Automated coding is a very big deal
Some people are skeptical that AI will have much of an impact outside of coding. Despite the dubious implication that automated coding will only affect the software engineering profession, I deliberately chose examples that could apply to other professions.
The outputs of these exercises pertain to software startups, but the contours of the problems are general. Analyze data from multiple sources to create a report. Find precedent questionnaires to fill out a compliance form. Build a tool for a workflow that the market doesn’t have a solution for.
Many, many roles in the economy deal with problems like these. And that’s before you consider the impact on coding itself, which is already enormous.
Coding projects that would have taken days a year ago now take hours. With the latest models, I can often one-shot a full feature end-to-end in a single prompt. If we have a bug, Claude Code can usually fix it with just the error logs. I’ve worked through many tasks in recent months that sat on the backlog for years because they weren’t quite worth the time. Now they hardly take any time at all.
One of our engineers, Zak, has historically been skeptical of AI-coding. Before the tools had matured (i.e. four months ago), he usually felt that it took more effort to baby-sit the AI than to just write the code himself.
Yesterday, he was working through a particularly thorny problem in our document rendering system. After mentioning on a call that it would require a significant deep-dive to solve, he messaged this to the team.
A year ago, I daydreamed about what our team could accomplish with five more engineers. Now it’s difficult to imagine what we’d even have them work on.
But is it intelligent?
Now look, if you want to debate whether Claude Code doing my work for me in a fraction of the time satisfies your capital-T, True definition of “intelligence”, by all means, go for it. No true Scotsman, right?
If you don’t think all this AI stuff is that impressive, you’re entitled to that opinion. Although if the automation of coding in only a few years, the poster child of what has been the most important skill in the digital age, doesn’t impress you, I’d love to know what does.
But when considering whether these tools have the power to be economically transformational, debates like these are beside the point. The tools work. Now. In a real tangible sense that eludes philosophical pontification.

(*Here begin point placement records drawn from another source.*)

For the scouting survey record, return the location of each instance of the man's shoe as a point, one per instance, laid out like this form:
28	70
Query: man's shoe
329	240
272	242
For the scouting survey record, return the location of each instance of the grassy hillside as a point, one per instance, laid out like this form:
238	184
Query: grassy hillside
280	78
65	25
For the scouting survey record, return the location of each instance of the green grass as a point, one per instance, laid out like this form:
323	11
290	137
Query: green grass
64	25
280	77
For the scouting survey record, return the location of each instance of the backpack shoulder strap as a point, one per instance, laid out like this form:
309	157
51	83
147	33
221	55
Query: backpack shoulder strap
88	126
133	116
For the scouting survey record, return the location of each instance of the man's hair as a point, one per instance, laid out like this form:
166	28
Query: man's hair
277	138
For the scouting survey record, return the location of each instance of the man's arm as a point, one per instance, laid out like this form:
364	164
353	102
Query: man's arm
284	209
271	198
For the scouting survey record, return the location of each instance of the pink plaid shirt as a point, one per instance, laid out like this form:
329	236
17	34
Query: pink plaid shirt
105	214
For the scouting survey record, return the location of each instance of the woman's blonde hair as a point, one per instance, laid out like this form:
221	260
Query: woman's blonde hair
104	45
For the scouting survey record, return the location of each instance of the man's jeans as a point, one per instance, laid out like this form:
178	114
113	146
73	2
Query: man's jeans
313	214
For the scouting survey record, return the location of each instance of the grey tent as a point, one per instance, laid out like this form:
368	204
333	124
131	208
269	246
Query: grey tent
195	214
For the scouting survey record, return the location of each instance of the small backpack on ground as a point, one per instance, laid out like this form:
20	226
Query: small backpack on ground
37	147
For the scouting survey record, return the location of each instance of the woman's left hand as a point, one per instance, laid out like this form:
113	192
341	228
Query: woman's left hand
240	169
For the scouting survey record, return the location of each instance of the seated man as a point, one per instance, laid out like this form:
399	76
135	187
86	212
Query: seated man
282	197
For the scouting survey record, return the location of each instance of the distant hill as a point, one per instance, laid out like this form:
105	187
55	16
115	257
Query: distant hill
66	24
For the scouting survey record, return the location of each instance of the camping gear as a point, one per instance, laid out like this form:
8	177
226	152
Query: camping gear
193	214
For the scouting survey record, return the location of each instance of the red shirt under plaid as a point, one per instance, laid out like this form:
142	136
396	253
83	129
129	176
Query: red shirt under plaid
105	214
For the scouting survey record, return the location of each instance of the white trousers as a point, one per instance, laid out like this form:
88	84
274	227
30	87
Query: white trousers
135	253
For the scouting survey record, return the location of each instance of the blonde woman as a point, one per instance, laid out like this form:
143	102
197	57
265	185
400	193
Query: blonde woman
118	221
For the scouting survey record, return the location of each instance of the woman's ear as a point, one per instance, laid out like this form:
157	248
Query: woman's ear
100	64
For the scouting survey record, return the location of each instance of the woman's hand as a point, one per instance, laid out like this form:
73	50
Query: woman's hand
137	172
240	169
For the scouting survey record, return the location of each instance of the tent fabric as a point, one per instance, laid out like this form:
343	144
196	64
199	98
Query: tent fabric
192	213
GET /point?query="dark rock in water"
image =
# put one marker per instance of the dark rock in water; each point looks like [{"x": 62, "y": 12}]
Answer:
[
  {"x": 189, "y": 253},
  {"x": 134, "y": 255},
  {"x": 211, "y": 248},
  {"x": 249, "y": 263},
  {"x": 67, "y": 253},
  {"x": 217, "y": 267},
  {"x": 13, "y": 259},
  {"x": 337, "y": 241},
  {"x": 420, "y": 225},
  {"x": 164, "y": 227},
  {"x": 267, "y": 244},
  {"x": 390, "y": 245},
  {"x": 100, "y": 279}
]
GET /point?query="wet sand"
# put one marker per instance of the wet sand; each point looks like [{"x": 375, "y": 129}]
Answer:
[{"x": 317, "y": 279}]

This is the tip of the iceberg. Diffusing new technology through the economy takes a while, and I still know software engineers who don’t use Claude Code. As evidenced by recent debates, even pundits purporting to speak with authority on AI haven’t used these tools!
In time, however, that will change and professionals throughout the economy will have access to capabilities that will make their heads spin. In light of that, I believe it is worthwhile to spread the message that, yes, AI actually is quite a big deal. People should pay attention to and experiment with AI instead of writing it off as vaporware.
I know critics will respond by accusing me of being an insider shilling VC propaganda. “See! He just wants you to use AI!” For the record, I am not affiliated with or invested in any AI company, nor is my startup Version Story an “AI” company. I have no financial stake in your AI-skepticism. I have simply experienced first-hand what AI is capable of.
But the good news is you don’t need to trust me! You don’t need to trust the skeptics either. You can try it yourself.
It’s not that hard. Set aside 30 minutes and find a decent YouTube tutorial to learn how to use the terminal and Claude Code. Build that app idea that you and your college roommate talked about but never built because you didn’t know how to code. Take a stab at automating that tedious task at your job that you hate so much.
You can just do it. No one’s stopping you. And when it works, I think you’ll begin to see what all the hype is about.